オープンAIのサム・アルトマンCEO=ロイター

【ヒューストン=赤木俊介】米オープンAIのサム・アルトマン最高経営責任者(CEO)が宇宙産業への参入を検討していることが明らかになった。米紙ウォール・ストリート・ジャーナルが3日報じた。再利用可能なロケットを開発する米新興企業に対し資金提供と買収を持ちかけていたという。

アルトマン氏は米宇宙開発会社ブルーオリジンの元社員らが立ち上げた新興の米ストーク・スペースと2025年秋ごろまで買収に向けた協議を進めていた。オープンAIが数十億ドル分のエクイティ(株式)投資を進め、最終的には経営支配権を取得する案も浮上したが合意には至らなかった。

民間の大型ロケット打ち上げでは米起業家イーロン・マスク氏が率いるスペースXが先行する。米アマゾン・ドット・コム創業者ジェフ・ベゾス氏のブルーオリジン、米ロッキード・マーチンと米ボーイングが共同出資する米ユナイテッド・ローンチ・アライアンス(ULA)もロケット開発を進める。

民間のロケット事業は再利用ロケットが実用化したことで打ち上げコストが低下し、テック企業を中心に参入がしやすくなってきた。特に宇宙で人工知能(AI)向けインフラを構築するといった構想もある。アルトマン氏が参入すれば民間のロケット事業で新たな有力プレーヤーとなる可能性がある。

アルトマン氏は7月に出演したポッドキャスト番組でAI向けのデータセンターを「地球上に設置する意味はないのかもしれない」と述べた。11月には米グーグルがデータセンターを宇宙に設置する構想を発表し、半導体大手の米エヌビディアも画像処理半導体(GPU)サーバーを搭載した人工衛星の打ち上げを目指す米新興を支援する。

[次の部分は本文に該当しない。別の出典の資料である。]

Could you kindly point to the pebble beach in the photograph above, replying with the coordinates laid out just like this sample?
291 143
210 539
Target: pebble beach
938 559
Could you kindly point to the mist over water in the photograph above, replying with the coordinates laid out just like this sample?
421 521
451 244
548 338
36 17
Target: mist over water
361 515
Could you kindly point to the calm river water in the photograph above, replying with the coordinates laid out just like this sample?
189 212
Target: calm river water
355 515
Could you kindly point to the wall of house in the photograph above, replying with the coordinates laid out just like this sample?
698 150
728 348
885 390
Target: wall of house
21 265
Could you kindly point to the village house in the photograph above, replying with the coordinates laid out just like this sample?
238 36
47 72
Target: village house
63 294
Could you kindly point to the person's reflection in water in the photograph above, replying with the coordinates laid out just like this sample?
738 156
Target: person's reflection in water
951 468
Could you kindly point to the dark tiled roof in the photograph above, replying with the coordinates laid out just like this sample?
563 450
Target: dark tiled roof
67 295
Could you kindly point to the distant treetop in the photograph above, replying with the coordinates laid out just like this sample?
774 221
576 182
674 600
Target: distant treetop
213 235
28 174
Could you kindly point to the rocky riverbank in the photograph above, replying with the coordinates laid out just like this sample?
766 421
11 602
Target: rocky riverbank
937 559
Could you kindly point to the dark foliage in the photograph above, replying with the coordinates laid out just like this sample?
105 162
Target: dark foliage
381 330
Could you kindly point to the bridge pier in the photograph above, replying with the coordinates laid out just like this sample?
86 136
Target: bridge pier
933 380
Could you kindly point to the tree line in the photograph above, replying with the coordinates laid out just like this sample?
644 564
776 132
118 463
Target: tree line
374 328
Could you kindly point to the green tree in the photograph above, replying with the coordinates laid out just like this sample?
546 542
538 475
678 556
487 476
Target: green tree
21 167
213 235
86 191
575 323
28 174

データセンターは電力を大量に消費する。米国のハイパースケーラー(大規模クラウド事業者)は廃炉となっていた原子力発電所の再稼働や、石炭火力発電所の延命を通して電力確保へ向け動いている。軌道上の衛星は太陽光で発電するため、データセンターを宇宙空間に設置することで地球上の電力消費を抑える狙いがある。

グーグルのスンダ―・ピチャイCEOは11月30日の米FOXニュースのテレビインタビューで宇宙空間でのデータセンターの運用は「10年後には当たり前になる」と話した。